La formule a une sonorité étrange, un petit côté gnan-gnan. Elle nous vient des Etats-Unis, où l’on parle là-bas du win-win, ce qui est déjà un peu plus agréable à l’oreille. Attention : gagnant-gagnant ne veut pas dire que, dans une opération x, une tractation, un échange, je vais gagner deux fois ; ni que dans un face à face, les deux parties vont gagner de manière égale. C’est un peu plus retors. Le « concept », ou plutôt la technique a déjà une longue histoire ; elle été expérimentée dans le domaine des jeux ( à propos de la répartition de gains), de l’éducation ( concernant un conflit parents/enfants) et du management (solutionner une lutte sociale).
La notion de gagnant-gagnant, qu’affectionnent le MEDEF ou les politiciens libéraux ( et sociaux-libéraux), se pare des vertus du partage, de l’équilibre, je gagne et tu gagnes ; en fait, il s’agit d’un partage très inégalitaire, genre pâté d’alouettes ( une alouette et un cheval...). Pas question de diviser le gain en deux. Prenons un gâteau. Mme Parisot dira au syndicaliste salarié : à vous la cerise, à moi le gâteau. C’est du gagnant-gagnant dans ce sens où chacun part avec quelque chose, mais il y a là un sens très particulier de la répartition. Le win-win ou le gagnant-gagnant, c’est jamais du 50/50, plutôt du 99/1. Ou encore : à moi le réel, à toi le symbolique ou à moi le fond, à toi la forme.
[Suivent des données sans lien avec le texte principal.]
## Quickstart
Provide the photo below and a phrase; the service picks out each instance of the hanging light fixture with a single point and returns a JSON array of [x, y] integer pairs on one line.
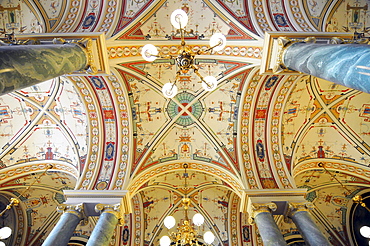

Quel est alors l’intérêt du win-win ? C’est faire croire, dans un conflit, un face à face, une négociation (salariale, politique, diplomatique), qu’il n’y a pas de perdant. C’est permettre au vaincu de « sauver l’honneur », de garder les apparences d’une non-défaite, c’est soumettre l’autre avec son consentement, c’est abattre l’adversaire en lui laissant croire -et surtout en laissant paraître- qu’il est toujours debout. C’est de l’entourloupe et dans les écoles de formation du patronat, on doit passer pas mal de temps à ce petit jeu : faire en sorte que l’exploité perde la mise mais pas la face.